In a statement released on the second anniversary of the February 22 quake, the bishop said a legal row meant precious artefacts could not be saved and the building could not be made safe.
Jim Anderton, chairman of the trust bringing the legal challenge, described Matthews' comments as "tasteless".
"Maybe it is a sign she doesn't understand the culture of Christchurch," he said.
"When she talks about preserving the dignity of the church and treating the building with respect what she actually means is she wants to destroy it. Since when is destruction dignity? The building does not have to be destroyed."

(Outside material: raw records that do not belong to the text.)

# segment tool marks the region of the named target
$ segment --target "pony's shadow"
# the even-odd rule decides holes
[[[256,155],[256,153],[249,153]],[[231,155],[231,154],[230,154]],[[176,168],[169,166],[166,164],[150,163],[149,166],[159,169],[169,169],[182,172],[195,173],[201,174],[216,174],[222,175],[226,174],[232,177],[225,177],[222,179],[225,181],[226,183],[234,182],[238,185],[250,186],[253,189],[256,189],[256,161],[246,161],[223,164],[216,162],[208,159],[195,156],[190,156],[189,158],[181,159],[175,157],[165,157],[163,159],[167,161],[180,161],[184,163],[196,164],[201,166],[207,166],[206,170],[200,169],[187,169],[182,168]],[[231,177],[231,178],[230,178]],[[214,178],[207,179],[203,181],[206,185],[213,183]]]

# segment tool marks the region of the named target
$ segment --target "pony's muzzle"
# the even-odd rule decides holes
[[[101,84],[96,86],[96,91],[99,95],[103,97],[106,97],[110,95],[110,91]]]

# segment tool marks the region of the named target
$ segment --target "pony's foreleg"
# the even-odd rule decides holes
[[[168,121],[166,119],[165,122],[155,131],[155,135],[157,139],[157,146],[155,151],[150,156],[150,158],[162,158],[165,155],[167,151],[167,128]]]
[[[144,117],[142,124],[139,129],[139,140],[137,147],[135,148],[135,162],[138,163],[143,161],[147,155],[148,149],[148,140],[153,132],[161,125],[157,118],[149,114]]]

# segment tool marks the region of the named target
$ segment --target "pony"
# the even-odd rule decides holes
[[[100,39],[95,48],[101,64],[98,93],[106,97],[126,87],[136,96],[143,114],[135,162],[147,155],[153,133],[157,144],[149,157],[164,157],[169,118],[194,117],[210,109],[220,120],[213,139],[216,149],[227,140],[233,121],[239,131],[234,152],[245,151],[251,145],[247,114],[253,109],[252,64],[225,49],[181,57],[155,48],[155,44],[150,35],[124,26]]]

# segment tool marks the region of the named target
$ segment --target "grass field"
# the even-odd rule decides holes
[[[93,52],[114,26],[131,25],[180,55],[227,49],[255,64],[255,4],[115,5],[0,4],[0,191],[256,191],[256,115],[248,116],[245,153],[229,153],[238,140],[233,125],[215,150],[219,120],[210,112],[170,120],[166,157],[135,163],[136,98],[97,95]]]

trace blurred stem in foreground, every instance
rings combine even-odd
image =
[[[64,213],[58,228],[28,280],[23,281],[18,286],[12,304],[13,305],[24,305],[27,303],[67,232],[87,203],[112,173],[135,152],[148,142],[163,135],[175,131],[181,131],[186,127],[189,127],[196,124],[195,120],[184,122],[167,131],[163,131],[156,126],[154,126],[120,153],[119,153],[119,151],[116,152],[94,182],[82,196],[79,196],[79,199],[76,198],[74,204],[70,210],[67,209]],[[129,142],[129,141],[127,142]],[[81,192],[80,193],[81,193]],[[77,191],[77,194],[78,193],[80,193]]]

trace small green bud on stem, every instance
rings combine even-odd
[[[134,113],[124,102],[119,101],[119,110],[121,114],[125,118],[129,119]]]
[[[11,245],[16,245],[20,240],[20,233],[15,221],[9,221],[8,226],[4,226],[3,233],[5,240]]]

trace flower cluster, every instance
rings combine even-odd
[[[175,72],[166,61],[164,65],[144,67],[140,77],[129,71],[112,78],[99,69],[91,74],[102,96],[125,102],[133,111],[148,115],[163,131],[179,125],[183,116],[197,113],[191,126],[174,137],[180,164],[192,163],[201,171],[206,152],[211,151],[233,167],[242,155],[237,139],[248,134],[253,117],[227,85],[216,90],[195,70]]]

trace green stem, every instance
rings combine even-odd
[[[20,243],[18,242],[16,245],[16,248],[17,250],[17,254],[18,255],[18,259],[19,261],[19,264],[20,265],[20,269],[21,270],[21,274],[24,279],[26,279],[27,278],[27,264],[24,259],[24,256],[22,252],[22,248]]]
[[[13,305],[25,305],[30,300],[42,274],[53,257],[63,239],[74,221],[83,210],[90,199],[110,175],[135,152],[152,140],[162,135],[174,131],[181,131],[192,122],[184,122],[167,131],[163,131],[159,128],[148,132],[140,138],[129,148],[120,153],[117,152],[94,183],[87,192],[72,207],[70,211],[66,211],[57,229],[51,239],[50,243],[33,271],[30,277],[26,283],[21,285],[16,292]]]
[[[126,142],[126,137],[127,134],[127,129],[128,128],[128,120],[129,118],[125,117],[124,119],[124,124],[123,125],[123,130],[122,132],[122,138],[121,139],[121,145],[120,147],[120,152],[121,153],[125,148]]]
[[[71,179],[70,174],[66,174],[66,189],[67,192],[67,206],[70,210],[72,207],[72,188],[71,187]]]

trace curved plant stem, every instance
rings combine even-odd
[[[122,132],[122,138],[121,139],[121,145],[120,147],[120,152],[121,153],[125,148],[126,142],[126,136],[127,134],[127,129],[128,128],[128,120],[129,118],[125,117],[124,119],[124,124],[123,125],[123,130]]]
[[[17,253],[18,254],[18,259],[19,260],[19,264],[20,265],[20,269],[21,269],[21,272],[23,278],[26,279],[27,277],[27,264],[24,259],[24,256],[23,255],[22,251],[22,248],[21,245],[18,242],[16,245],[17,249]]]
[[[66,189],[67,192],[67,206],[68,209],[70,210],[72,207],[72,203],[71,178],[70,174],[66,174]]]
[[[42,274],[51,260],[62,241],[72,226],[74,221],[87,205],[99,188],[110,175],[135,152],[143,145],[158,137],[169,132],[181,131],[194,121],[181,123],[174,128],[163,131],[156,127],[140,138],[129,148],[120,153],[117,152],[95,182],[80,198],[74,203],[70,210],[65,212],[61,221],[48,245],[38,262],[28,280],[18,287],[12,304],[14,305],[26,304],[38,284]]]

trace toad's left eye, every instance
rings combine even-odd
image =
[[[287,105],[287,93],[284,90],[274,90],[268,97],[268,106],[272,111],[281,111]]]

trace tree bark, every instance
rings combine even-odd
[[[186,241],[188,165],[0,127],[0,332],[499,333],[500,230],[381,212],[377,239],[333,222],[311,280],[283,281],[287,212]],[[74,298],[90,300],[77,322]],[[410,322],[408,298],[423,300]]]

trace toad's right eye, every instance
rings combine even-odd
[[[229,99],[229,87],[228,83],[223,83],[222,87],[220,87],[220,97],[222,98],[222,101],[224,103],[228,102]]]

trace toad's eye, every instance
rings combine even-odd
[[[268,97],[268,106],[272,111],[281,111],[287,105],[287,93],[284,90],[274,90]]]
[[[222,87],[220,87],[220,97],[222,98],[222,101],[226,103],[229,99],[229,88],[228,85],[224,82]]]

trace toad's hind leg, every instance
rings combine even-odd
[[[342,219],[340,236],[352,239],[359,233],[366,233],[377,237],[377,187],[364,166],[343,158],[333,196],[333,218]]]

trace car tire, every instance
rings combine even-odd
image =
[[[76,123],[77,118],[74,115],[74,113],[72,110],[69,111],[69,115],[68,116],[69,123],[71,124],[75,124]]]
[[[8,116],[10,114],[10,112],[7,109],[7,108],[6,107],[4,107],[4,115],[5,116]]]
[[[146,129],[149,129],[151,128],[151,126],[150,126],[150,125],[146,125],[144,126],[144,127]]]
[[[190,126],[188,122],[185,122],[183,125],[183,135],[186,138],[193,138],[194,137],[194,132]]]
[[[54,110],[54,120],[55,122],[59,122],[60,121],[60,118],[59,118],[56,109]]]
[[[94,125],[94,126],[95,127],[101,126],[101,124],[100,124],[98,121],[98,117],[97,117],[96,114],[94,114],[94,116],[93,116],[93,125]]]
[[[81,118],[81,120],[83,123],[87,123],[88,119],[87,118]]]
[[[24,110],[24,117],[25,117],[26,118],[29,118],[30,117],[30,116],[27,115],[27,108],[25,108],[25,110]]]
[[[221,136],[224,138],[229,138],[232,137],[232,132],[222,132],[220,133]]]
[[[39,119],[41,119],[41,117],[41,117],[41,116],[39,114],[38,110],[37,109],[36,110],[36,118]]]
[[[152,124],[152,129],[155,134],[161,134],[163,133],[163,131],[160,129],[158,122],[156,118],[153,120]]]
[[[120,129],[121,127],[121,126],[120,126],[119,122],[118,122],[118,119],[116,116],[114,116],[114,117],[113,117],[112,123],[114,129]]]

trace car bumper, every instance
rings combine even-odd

Cathedral leaders decided in February last year to largely demolish the cathedral, bringing the walls down to a height of about three metres.
Matthews said the items were in jeopardy, describing the damage as "an act of violence against a building and the stories and history that it contains of Canterbury and of the Christian faith".
It was "gutting and upsetting to see that due to the ongoing legal process we are unable to retrieve treasured items from inside the cathedral and make it safe", she said.
"A building that glorified God, that was our ‘mother church', we are now unable to give it the dignity it deserves," she said.
"A building that was used to tell and glorify God, and was a place of hope and life for the community, is now wasting away a slow death and that is no way to treat a once-sacred building."
Anglican diocese media officer Jayson Rhodes defended Matthews' timing.
"The focus for today is people's lives that were lost and that is what the release says," he said. "On a day that we remember what was lost two years ago, the statement makes it clear that people are the priority."
The statement is headlined "Frustration as cathedral treasures waste away".
The second paragraph states: "[Matthews] says it must always be remembered that people are first rather than buildings and lives were lost and people seriously injured in the February 2011 earthquake. Alongside that was the loss of homes and treasured buildings."
The Great Christchurch Buildings Trust, which is headed by Anderton and former MP Philip Burdon, challenged the demolition decision in the High Court.
A preliminary judgment in November put a hold on demolition, but said the church was not required to replicate the building as it was before the Canterbury earthquakes.
February 22, 2013: Bishop Victoria Matthews says the cathedral is "being left to die with no dignity" because of ongoing legal wrangles about its fate. November 2012: Demolition work is put on hold after an application for a judicial review was granted by the High Court. In granting the review, Justice Chisholm ruled the Anglican Church must formally commit to rebuilding a cathedral in the Square, but it was not required to replicate the cathedral. May 2012: Several thousand people protest against the demolition. April 2012: Demolition begins with the west wall of the tower. March 2012: Bishop Matthews confirms the Christ Church Cathedral is to be demolished.